Henry V was probably the greatest military leader that England ever had. He laid claim to the French throne in 1414 by invoking an English royal claim, and managed to win the Battle of Agincourt the following year against seemingly impossible odds. Having won the battle, he then forced the King of France to make him his heir and marry him to his daughter. The story of Henry V soon became a favorite English story, and was chronicled by Raphael Bolinshed and Edward Hall. It it likely that it was also dramatized before Shakespeare wrote his version of the story in 1599.
Henry V is the last of the eight great history plays dealing with medieval English history. The first four plays dealt with the Wars of the Roses from 1422 to 1485. The next set of four plays were set prior to this period, and covered the years 1398 to 1420. The first of the four details the defeat of Richard II by Henry Bolingbroke, who was subsequently crowned Henry IV. The next two plays concern themselves with Henry IV, who struggled to maintain peace in spite of traitorous allies and a son who mingled with thieves. At the end of 2 Henry IV, the King dies and his son Hal ascends the throne as Henry V. Contrary to the public perception of him as a wastrel, he soon commanded the utmost respect and proved himself a brilliant leader. Sadly, his death ended the period of political stability, and England soon found itself in civil war once again.
As a history play, Henry V draws considerably on events prior to it, as well as the fact that the outcome is known ahead of time. For Shakespeare's audience, who could draw on their own knowledge of history as well as the previous three plays by Shakespeare, this made the play more interesting. However, this interconnectedness of the four plays is often difficult for a modern audience to understand. Henry V cannot be viewed as a single work, but must be understood as part of the whole tetrology. It is our knowledge of the civil wars that both precede and follow the reign of Henry V that helps us to admire his achievements even more.
Shakespeare draws the connection between this play and contemporary events as strongly as always. Elizabeth had mobilized England for a major campaign against Ireland to be led by the Earl of Essex. This generated a great deal of patriotic excitement akin to that of Henry V's battles in France. (However, the Earl of Essex lost disastrously in his campaign.) England was becoming more powerful all the time, and it soon became obvious that England could defend her own borders without any trouble. This meant that expansion soon became possible, with both Ireland and the Netherlands nearby, as well as much of the New World to conquer. The exploits of Henry V served to fuel the desire for expansion as contemporaries of Shakespeare pushed for more aggressive military exploits.
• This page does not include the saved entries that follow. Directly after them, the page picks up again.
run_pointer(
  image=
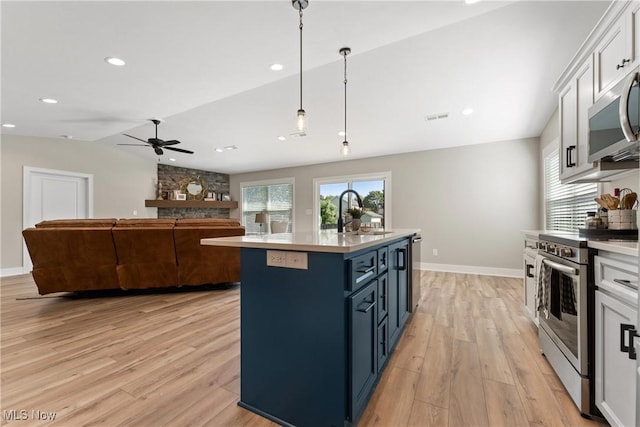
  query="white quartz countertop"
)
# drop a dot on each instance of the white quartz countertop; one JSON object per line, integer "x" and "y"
{"x": 617, "y": 246}
{"x": 323, "y": 241}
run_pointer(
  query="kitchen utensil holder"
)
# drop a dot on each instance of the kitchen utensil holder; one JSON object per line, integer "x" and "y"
{"x": 623, "y": 219}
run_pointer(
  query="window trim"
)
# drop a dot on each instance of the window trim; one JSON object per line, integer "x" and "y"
{"x": 386, "y": 176}
{"x": 265, "y": 182}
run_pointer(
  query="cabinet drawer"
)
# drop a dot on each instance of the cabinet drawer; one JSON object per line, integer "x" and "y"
{"x": 616, "y": 272}
{"x": 363, "y": 268}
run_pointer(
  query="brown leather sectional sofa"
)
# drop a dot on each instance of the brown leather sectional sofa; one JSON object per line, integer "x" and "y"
{"x": 91, "y": 254}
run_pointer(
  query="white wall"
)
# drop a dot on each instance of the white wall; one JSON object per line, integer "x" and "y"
{"x": 471, "y": 202}
{"x": 121, "y": 182}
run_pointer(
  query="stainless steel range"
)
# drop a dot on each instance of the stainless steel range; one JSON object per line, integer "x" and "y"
{"x": 566, "y": 313}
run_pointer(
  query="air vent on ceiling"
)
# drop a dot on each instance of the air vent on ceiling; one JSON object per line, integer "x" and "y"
{"x": 433, "y": 117}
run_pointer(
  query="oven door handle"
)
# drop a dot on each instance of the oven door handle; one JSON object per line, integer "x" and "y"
{"x": 560, "y": 267}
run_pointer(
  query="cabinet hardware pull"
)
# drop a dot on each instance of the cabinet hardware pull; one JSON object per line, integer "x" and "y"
{"x": 626, "y": 282}
{"x": 403, "y": 265}
{"x": 630, "y": 329}
{"x": 624, "y": 61}
{"x": 529, "y": 268}
{"x": 367, "y": 269}
{"x": 369, "y": 307}
{"x": 570, "y": 163}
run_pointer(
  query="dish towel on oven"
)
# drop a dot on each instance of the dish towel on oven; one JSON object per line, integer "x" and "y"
{"x": 544, "y": 285}
{"x": 568, "y": 297}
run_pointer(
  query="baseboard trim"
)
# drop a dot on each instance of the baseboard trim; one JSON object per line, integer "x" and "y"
{"x": 472, "y": 269}
{"x": 15, "y": 271}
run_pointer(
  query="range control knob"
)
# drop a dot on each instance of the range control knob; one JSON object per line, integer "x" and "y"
{"x": 566, "y": 252}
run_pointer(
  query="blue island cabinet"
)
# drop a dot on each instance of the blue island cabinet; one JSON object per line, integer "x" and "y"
{"x": 314, "y": 340}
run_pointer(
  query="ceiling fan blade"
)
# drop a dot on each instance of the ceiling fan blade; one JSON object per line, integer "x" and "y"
{"x": 180, "y": 150}
{"x": 170, "y": 142}
{"x": 135, "y": 137}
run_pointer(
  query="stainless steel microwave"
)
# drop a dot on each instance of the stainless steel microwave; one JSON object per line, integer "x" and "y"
{"x": 614, "y": 122}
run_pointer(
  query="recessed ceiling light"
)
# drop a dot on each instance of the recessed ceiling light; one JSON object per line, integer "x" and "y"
{"x": 115, "y": 61}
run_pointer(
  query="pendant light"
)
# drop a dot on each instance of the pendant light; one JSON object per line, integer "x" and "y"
{"x": 345, "y": 144}
{"x": 301, "y": 121}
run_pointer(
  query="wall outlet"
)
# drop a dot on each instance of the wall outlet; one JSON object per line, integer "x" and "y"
{"x": 277, "y": 258}
{"x": 286, "y": 259}
{"x": 297, "y": 260}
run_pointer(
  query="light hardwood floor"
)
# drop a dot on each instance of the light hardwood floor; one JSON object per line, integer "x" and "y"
{"x": 468, "y": 357}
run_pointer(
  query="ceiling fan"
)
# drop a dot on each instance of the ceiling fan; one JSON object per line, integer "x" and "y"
{"x": 156, "y": 143}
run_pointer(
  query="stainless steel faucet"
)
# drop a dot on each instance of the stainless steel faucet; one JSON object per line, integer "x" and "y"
{"x": 340, "y": 221}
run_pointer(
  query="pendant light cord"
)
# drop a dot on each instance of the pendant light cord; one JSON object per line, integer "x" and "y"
{"x": 300, "y": 57}
{"x": 345, "y": 96}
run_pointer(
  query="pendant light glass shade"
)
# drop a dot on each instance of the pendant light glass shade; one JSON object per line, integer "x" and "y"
{"x": 301, "y": 120}
{"x": 345, "y": 150}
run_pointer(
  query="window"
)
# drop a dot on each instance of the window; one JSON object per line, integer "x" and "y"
{"x": 374, "y": 190}
{"x": 273, "y": 198}
{"x": 566, "y": 206}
Interpreting the purpose of the play has been difficult over the years. The wondrous military exploits of Henry V are simultaneously overshadowed by the coming civil war and the social strife it engenders. Thus, it is not obvious whether the play should be viewed as a prop for militarism or a commentary on war's pointlessness even in victory. Filmmakers have had different takes on the play, with Laurence Olivier setting the events during World War II and using it as a vindication and justification for the European war. Kenneth Branagh's 1989 version takes a much more pessimistic view, choosing to highlight the futile American war in Vietnam or the British attacks on the Falkland Islands.
Henry V was first printed in quarto form in 1600, and reprinted in 1602 and 1619. It also is part of the First Folio of 1623, where it seems that the editor used Shakespeare's manuscript and also consulted the 1619 quarto. The First Folio edition is commonly used as the definitive edition for the play, in spite of the fact that it is not wholly reliable as a source. Indeed, the Oxford editors argue that the quarto version, although printed earlier and more corrupt in many respects, represents a later staging of the play created after Shakespeare had revised many of the scenes. Perhaps the greatest difference is the role of Dauphin, who shows up in the First Folio but whose lines are assigned to Bourbon in the quarto texts. The difference is profound because the Dauphin is often viewed as a direct adversary to Henry V in the First Folio version. Without his presence, the play seems more of a conflict between the King of France and Bourbon rather than a battle over who will become heir to the French throne.